Advanced RESTful Rails

11:35–12:20 Thursday, 4-09-2008
Location: Saal Maritim B Level: Intermediate
Presentation: external link
Average rating: ****.
(4.38, 21 ratings)

One of the big benefits of Rails is that it standardizes application development in a way you don’t see with many of the alternatives. That has made Rails applications easier and faster to develop, and much easier to maintain, than competing frameworks. This isn’t just a one-time benefit, however; with the integration of RESTful principles over the last two years, Rails applications have become even more standardized. Developers of RESTful applications can see as much of an improvement over other Rails applications as they originally saw over their old (say, PHP) sites.

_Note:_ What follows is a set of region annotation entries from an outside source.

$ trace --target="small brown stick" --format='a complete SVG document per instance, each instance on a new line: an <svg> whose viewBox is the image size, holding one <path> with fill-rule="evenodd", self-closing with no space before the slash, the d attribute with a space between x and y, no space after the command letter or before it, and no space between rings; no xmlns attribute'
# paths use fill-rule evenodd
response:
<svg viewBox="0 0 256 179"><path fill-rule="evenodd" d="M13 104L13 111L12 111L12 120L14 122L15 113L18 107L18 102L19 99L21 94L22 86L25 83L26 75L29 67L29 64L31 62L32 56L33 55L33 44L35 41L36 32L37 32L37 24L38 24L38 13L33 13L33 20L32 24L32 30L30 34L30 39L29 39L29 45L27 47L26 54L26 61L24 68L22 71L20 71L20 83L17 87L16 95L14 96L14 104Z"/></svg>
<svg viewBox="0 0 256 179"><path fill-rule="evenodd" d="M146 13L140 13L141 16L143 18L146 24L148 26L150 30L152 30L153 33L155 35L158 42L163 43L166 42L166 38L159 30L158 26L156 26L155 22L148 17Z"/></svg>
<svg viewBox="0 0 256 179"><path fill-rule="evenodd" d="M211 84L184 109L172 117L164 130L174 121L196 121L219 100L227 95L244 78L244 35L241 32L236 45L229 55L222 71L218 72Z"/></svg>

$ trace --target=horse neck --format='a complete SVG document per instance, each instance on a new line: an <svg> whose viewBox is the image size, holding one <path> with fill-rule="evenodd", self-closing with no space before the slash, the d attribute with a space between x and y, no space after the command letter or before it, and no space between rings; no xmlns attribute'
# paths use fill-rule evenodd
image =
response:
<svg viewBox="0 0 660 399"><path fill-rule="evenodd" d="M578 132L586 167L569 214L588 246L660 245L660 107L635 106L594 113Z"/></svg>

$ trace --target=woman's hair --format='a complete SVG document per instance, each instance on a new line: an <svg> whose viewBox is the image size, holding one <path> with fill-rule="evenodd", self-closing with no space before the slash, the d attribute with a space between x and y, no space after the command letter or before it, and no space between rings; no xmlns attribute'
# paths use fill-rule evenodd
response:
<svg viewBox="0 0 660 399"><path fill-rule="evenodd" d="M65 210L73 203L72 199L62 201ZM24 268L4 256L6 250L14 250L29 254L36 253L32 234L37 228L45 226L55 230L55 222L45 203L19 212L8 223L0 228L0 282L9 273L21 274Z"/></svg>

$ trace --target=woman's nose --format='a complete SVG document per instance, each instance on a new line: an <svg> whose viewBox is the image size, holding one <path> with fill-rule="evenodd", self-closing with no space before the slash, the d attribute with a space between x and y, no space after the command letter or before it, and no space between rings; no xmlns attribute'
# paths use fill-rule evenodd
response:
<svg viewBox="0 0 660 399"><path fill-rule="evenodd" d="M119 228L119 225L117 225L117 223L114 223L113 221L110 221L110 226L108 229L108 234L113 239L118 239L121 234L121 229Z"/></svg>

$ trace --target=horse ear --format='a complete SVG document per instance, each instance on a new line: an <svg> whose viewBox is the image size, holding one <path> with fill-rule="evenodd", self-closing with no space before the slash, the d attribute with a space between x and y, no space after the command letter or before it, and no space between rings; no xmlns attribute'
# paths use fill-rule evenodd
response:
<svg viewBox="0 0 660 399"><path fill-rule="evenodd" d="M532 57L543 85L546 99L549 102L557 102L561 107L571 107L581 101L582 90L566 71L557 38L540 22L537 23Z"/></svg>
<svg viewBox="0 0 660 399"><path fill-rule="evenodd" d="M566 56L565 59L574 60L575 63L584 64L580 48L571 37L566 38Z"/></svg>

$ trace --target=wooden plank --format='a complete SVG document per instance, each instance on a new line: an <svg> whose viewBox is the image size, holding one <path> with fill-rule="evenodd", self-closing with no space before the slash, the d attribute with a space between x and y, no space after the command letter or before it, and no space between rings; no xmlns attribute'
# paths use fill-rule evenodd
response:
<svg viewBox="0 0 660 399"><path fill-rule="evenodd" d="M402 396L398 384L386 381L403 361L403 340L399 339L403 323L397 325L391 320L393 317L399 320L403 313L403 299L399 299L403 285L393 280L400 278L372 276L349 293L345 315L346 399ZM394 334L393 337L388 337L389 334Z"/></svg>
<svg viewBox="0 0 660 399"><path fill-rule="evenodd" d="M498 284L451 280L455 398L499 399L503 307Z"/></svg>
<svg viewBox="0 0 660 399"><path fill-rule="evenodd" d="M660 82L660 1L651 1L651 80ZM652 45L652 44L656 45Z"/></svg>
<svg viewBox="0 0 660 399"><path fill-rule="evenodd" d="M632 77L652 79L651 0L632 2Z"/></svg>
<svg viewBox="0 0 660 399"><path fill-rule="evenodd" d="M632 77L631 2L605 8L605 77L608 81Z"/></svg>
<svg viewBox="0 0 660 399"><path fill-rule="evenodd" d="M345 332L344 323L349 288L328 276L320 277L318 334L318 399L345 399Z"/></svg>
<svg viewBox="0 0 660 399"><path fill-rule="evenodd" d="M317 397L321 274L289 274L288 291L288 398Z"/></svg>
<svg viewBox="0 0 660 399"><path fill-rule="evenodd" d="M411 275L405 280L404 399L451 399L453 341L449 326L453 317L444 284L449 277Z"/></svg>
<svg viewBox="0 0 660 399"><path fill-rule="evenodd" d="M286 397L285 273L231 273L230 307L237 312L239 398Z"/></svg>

This benefit, however, is not without a downside. While REST is easy to follow in the most common cases, it can be difficult to apply to some scenarios – the classic question being how to represent search RESTfully. This new approach to domain modeling can get complicated, as even one of the paradigmatic examples of RESTful Rails, the restful_authentication plugin, shows – it abandons the principles when it comes to activation.

The difficulties of RESTful Rails don’t end with domain modeling, however; problems also arise from the implementation of REST in Rails. For instance, the standard approach to deleting a resource (link_to with method delete) is wholly inaccessible to anyone with JavaScript disabled.

In this session, we’ll take a look at these (and other) issues that you may encounter when you start building things outside the standard examples. From modeling complicated domains (authentication, search, and beyond), to working around the implementation of REST in Rails, we’ll discuss and apply techniques that you’ll find useful for every RESTful application you develop in the future.

Photo of Ben Scofield

Ben Scofield


Ben Scofield is a senior developer at Viget Labs, where he builds Rails applications for Web 2.0 startups. He’s been using Ruby and Rails for over three years, and is active in the community, speaking at the past two Railsconfs, and Rails to Italy and Rubyconf in 2007. In his rare downtime, he spends time with his family (recently increased!), works on personal projects, and tries to make the world a better place for web developers everywhere.